ECLI:NL:RBZWB:2023:6208
Rechtbank Zeeland-West-Brabant
- Eerste aanleg - enkelvoudig
- Rechtspraak.nl
Afwijzing aanvraag Verklaring Omtrent het Gedrag (VOG) door de minister voor Rechtsbescherming
In deze zaak heeft eiser beroep ingesteld tegen het besluit van de minister voor Rechtsbescherming van 7 maart 2023, waarin zijn aanvraag om een Verklaring Omtrent het Gedrag (VOG) werd afgewezen. De rechtbank Zeeland-West-Brabant heeft op 31 augustus 2023 uitspraak gedaan in deze zaak. Eiser had op 29 augustus 2022 een aanvraag ingediend voor een VOG voor de functie van persoonlijk begeleider. De minister weigerde de VOG op basis van een registratie in het Justitieel Documentatie Systeem (JDS) van een zedendelict, dat voorwaardelijk was geseponeerd. Eiser voerde aan dat hij het zedenmisdrijf nooit had gepleegd en dat er geen risico op herhaling was, gezien zijn lange staat van dienst in de beveiligingsbranche.

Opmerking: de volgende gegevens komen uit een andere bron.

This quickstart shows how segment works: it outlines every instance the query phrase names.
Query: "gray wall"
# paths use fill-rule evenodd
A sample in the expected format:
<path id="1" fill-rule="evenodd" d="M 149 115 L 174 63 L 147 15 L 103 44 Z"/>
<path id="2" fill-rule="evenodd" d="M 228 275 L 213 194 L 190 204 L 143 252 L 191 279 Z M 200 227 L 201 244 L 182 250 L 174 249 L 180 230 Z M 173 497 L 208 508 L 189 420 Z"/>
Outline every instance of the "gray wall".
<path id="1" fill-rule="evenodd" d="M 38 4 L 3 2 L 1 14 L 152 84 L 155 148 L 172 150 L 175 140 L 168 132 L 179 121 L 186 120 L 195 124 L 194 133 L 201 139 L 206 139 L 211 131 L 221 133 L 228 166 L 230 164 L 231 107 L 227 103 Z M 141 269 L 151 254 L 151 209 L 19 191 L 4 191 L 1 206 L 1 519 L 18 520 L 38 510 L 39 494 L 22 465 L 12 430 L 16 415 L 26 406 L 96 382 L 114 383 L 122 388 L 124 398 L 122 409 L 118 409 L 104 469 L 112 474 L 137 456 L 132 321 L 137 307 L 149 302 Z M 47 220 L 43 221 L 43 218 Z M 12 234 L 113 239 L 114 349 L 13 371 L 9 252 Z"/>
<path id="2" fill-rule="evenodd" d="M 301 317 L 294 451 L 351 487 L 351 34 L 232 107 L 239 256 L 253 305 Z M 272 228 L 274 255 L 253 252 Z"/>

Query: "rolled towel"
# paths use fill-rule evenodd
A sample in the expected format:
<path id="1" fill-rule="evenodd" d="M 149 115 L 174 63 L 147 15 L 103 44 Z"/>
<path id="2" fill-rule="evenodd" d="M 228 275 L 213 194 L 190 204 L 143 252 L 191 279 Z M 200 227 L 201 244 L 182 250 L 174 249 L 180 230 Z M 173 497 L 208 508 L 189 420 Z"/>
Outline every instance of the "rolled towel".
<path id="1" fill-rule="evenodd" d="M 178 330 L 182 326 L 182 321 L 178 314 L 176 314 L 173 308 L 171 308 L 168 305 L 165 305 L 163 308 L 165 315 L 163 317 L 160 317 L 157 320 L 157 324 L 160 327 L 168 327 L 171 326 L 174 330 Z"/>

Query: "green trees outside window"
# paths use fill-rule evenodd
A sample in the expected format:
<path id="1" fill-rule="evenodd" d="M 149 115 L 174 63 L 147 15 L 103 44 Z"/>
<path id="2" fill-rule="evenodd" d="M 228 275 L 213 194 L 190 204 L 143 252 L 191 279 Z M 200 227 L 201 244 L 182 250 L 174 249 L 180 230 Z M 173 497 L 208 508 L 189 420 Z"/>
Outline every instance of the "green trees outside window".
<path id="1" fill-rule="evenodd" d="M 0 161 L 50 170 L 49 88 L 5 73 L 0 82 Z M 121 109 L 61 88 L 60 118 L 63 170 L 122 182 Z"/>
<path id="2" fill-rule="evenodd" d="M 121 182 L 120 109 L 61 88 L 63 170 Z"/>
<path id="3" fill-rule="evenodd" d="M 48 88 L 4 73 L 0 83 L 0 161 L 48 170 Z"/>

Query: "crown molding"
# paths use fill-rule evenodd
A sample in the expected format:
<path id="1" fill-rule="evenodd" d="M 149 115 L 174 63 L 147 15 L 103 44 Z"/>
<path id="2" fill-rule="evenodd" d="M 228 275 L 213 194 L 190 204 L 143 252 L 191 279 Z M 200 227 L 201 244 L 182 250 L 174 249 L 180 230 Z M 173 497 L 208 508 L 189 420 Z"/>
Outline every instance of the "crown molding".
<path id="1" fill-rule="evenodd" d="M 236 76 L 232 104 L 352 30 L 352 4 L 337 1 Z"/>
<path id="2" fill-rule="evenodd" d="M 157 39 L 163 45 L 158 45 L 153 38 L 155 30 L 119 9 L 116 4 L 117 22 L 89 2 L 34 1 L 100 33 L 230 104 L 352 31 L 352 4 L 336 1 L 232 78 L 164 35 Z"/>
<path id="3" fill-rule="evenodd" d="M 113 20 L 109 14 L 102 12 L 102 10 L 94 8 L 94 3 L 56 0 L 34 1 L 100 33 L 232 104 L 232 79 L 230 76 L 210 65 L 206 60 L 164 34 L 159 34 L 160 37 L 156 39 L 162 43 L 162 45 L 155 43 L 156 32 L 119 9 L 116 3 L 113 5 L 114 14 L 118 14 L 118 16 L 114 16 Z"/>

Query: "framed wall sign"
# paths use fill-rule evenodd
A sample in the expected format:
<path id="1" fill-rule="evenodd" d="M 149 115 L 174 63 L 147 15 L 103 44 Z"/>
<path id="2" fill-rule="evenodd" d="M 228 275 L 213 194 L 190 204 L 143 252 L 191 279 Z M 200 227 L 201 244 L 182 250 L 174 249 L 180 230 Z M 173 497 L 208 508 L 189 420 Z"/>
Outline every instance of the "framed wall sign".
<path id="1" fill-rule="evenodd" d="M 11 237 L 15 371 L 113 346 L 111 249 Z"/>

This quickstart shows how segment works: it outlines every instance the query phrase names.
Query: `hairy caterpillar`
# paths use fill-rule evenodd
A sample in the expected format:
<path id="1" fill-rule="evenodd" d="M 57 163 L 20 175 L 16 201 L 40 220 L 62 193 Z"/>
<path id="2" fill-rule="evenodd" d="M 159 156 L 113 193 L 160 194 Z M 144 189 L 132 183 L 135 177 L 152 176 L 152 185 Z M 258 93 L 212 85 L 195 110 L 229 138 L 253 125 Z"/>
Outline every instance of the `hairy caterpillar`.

Tijdens de zitting op 19 juni 2023 heeft eiser zijn standpunt toegelicht, bijgestaan door zijn gemachtigde, mr. N. Amine. De minister werd vertegenwoordigd door mr. A.L. de Gier. Eiser betoogde dat de minister ten onrechte voorbijging aan zijn onberispelijke staat van dienst en dat de afwijzing van de VOG evident disproportioneel was. De rechtbank overwoog dat de minister bij het toetsen van aanvragen om VOG de Beleidsregels 2022 hanteert, die strikte criteria stellen aan de afgifte van een VOG bij zedendelicten.
De rechtbank concludeerde dat de aard en ernst van het geseponeerde feit, in combinatie met de functie waarvoor de VOG was aangevraagd, een te groot risico voor de samenleving met zich meebracht. Eiser had weliswaar een functie kunnen vervullen in de beveiliging, maar de rechtbank oordeelde dat de weigering van de VOG voor de zorgfunctie niet evident disproportioneel was. Uiteindelijk verklaarde de rechtbank het beroep van eiser ongegrond, zonder proceskostenveroordeling.